A homeless woman whose angelic singing in a Los Angeles subway was captured on video is being offered praise and help, and she was invited this weekend to perform at an official Los Angeles city event.

On Saturday afternoon, thousands of people gathered in the area of 6th St. between Centre and Palo Verdes St. for an annual block party hosted by Councilmember Joe Buscaino to kick off a Little Italy Celebration. The councilman asked Emily Zamourka to sing. 

"Thank you so much for all that is happening now. I really thank you, I'm so overwhelmed," she said.

Zamourka's voice went viral this month after a police officer posted a video of her singing in the subway on Twitter. The 52-year-old woman was clutching a push cart and bags full of her possessions as she sang Puccini in a Koreatown subway.

The video has been viewed more than 800,000 times.

Zamourka told the Los Angeles Times that she came to the United States at age 24 from Russia, where she learned violin and piano. She lived and worked in Missouri and in Washington state, where she offered piano lessons.

Zamourka said in 2005, she suffered serious health problems from a failing pancreas and liver and had to be hospitalized. She eventually returned to teaching music in the Los Angeles suburb of Glendale and played violin on the streets for extra money.

But several years ago, the violin, which Zamourka said was worth thousands of dollars, was snatched and broken.

"It was my income," Zamourka told KNBC-TV. "It was everything to me."

Zamourka told KABC-TV that she played an electric violin for a while until someone pushed her off a bus and fractured her wrist.

Zamourka said she fell behind on rent and was evicted.

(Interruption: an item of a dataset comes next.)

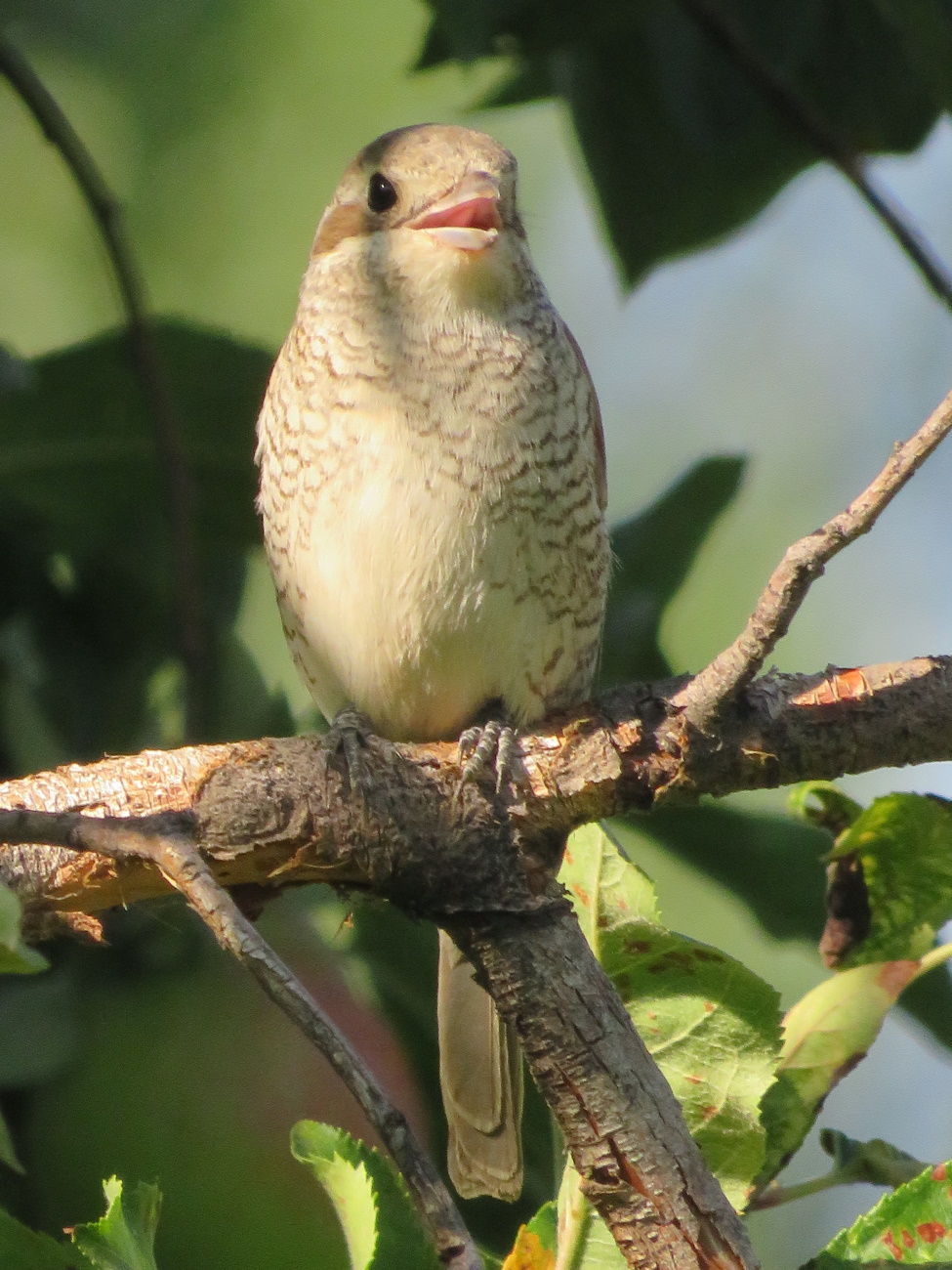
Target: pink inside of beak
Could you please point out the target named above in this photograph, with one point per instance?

"I am sleeping actually on the cardboard right now, in the parking lot," she said. "I am sleeping where I can sleep ... I have people that feel sorry for me, but I don't want to be a burden to anybody."

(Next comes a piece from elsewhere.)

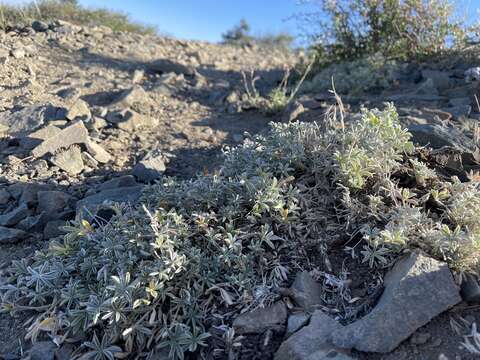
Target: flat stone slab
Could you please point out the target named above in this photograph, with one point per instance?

Without her violin, Zamourka took to singing for a living in addition to receiving $400 a month in government aid, the Times said.

Zamourka has no classical training, but she told the Times she used to imitate opera singers as a child in Russia.

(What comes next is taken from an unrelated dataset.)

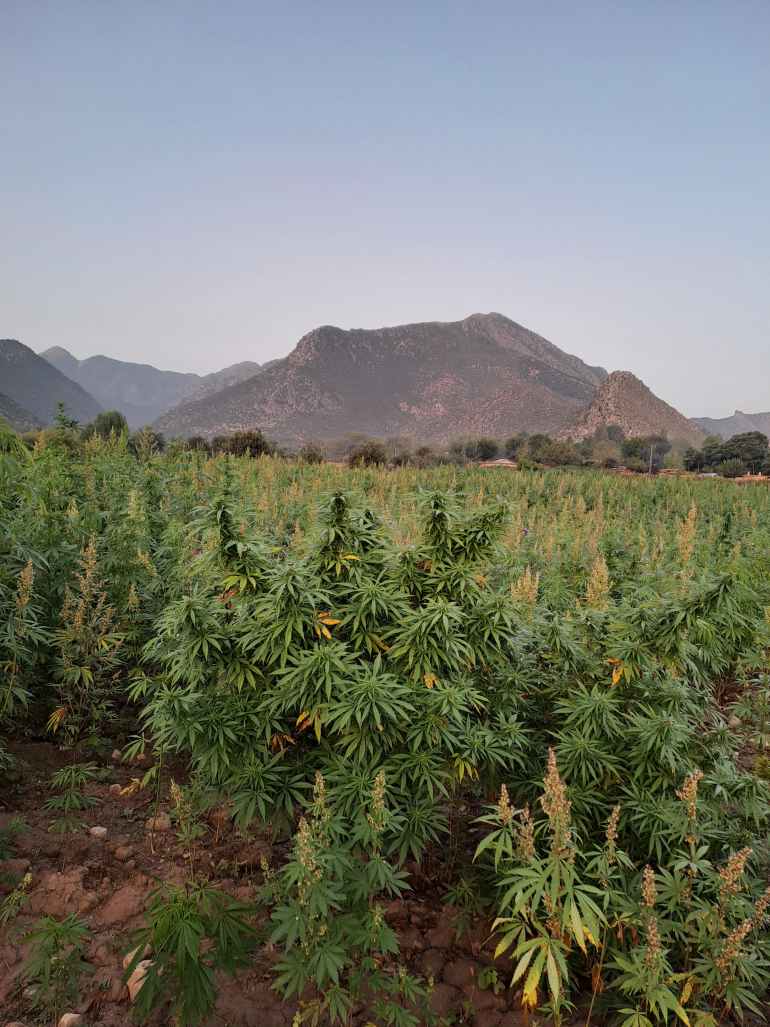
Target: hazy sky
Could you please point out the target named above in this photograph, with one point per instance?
(193, 184)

She likes the acoustics of the subway tunnels.

"You know why I do it in the subway?" Zamourka told KNBC-TV. "Because it sounds so great."

Zamourka has had many offers of free violins as well. But she declined them, saying she wants to play a violin as special as the one that was destroyed, KABC-TV reported.

One GoFundMe account is dedicated to buying her a new instrument.

Meanwhile, after Zamourka's performance went viral, people have moved to help her find long-term housing.

People also have been stopping in the subway to photograph her or give her kind words.

The support and recognition are "a miracle," Zamourka said.